Wednesday, January 13, 2016

The Laws of Politics


            Mark Schmitt of the New America Foundation argued last week that the laws of politics as we know them have broken down.  The biggest casualty, he says, is the “median voter theorem” which holds that politicians will calibrate their actions to win the vote of the median voter.  He observes that politicians are no longer doing constituent service or seeking earmarked spending projects in their districts they way they did in the past.
            The median voter theorem is not dead.  It’s just that most of us in the poli-sci biz learned it before our professors understood that we were living in special times.
            Consider Figure 1 that describes a society where opinion is normally distributed along an ideological continuum that runs from extremely liberal to

Figure 1



extremely conservative.  The fattest part of the curve, where most of the voters are, is at about 5.  Suppose one politician portrays his or her own ideology and portfolio of policies as being somewhere close to 6 while the other sets up shop at 3.  Voters who are at positions 0 through 4.5 will vote for the candidate at 3, but everyone else will vote for the candidate at 6 because they are ideologically closer to 6 from every point greater than 4.5.
            In a world where public opinion is normally distributed as in Figure 1, it is rational for politicians to try to position themselves as close to the median—which also happens to be the midpoint of the ideological continuum--as they can.  When they do that, we end up electing a lot of moderates.
            But this is not the world we have.
            Nothing requires the distribution of opinion to be centered on 5, the midpoint between liberalism and conservatism.  Suppose the curve shifts to the right so that the median is 6.  Candidates from the liberal party can still compete, but their views will have to be more conservative than the average national liberal party candidate to capture the vote of the median voter.  
            What happens if the curve shifts to right so that the median is 8? Or, suppose instead that we have a community with a bimodal distribution of opinion as in Figure 2 or Figure 3?  The median voter theorem still works, but it doesn’t predict the election of centrists.

Figure 2

Figure 3

            If we have public opinion distributed normally, but centered on position 8, a rational candidate will aim to be strongly conservative.  There is no benefit to any candidate to try to moderate his or her positions so as to win some left-leaning voters.  There just aren’t that many lefties to win, and moderating one’s position could set up a challenge from the right.  All of the meaningful competition is going to take place on the right side of the scale.  Conservatives are going to win the election and it barely makes sense for a liberal to compete.
            If we have a community with public opinion distributed as in Figure 2, a rational conservative politician should try to take up a position close to 8; a liberal will want to be close to 2.  Both of these politicians will look like extremists to people on the opposite side of the scale.  There aren’t any voters at the midpoint of the scale, and so it’s irrational to come across as a centrist.
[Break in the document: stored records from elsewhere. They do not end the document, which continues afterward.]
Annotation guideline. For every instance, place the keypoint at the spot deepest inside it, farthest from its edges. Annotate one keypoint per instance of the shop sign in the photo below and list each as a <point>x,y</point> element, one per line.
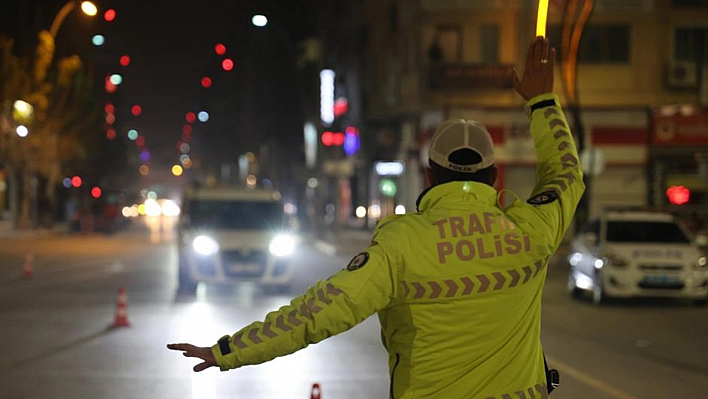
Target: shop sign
<point>679,130</point>
<point>471,76</point>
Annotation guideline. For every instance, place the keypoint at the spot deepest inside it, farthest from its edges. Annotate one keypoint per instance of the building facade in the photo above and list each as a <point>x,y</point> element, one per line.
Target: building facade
<point>641,90</point>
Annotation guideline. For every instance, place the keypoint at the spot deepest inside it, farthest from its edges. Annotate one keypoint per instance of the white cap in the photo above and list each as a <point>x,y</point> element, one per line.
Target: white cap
<point>458,134</point>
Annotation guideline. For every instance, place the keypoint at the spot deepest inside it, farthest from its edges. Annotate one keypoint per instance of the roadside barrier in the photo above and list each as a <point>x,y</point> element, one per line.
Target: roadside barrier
<point>316,392</point>
<point>27,271</point>
<point>121,319</point>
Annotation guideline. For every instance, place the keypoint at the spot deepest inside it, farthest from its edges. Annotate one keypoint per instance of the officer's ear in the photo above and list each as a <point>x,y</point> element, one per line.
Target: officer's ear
<point>495,175</point>
<point>429,177</point>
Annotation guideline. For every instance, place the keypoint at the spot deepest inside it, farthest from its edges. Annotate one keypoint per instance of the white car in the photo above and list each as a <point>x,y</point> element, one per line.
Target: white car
<point>624,254</point>
<point>232,235</point>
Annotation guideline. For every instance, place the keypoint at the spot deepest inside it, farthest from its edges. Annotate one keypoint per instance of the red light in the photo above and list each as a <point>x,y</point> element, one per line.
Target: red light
<point>227,64</point>
<point>678,195</point>
<point>327,138</point>
<point>109,15</point>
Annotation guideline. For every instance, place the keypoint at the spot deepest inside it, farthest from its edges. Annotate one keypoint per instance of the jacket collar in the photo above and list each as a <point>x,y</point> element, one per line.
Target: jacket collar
<point>460,192</point>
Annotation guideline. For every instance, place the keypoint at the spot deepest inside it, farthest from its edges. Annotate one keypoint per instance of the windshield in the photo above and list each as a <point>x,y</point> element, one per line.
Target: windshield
<point>645,232</point>
<point>252,215</point>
The winner of an election in this kind of a community will be the politician who best mobilizes his or her base.
            In communities characterized by Figure 3, the winner is going to be the politician closest to 8. The rational politician here is going to ignore anyone to the left of position 5.
            The America of 2016 is not the America of the 40s, 50s 60s or 70s.  Over the last 40 years, Americans have been moving to communities that are much more politically homogenous than ever before.  It’s now far more likely for communities to resemble the communities described by Figures 2 or 3 or to be shifted versions of Figure 1 than it is for them to have normally distributed opinion centered on the midpoint of the liberal/conservative continuum.
            This is why Schmitt thinks the old rules don’t work.  He’s mistaken.  Politicians are still trying to position themselves close to a median voter, but because our communities are more ideologically homogenous, the median voter no longer occupies a place near the center of the ideological continuum.
            And that’s why politicians can get away with saying and doing things they couldn’t get away with before.  It’s also why politicians don’t have to compromise, reach across the aisle, pursue pork barrel projects or even seek benefits for constituents who may make up a substantial portion of the electorate but aren’t part of the politician’s electoral coalition.  Even unpopular politicians such as Sam Brownback of Kansas and Paul LePage of Maine, two wildly unpopular governors, could win re-election: they simply stood closer to the median voter in an electoral coalition than did their opponents.  When politicians don’t face serious electoral challenges from across the ideological divide, there is no reason to make overtures to the other side or even acknowledge it at all.

            Politics is not physics, and the laws of politics are not as immutable as they might be in the hard sciences.  But even Isaac Newton’s universal laws of gravitation had to give way when Einstein realized that they were but a special case of general relativity applicable to the world in particular ways and under particular circumstances.
            That's why the median voter theorem still lives.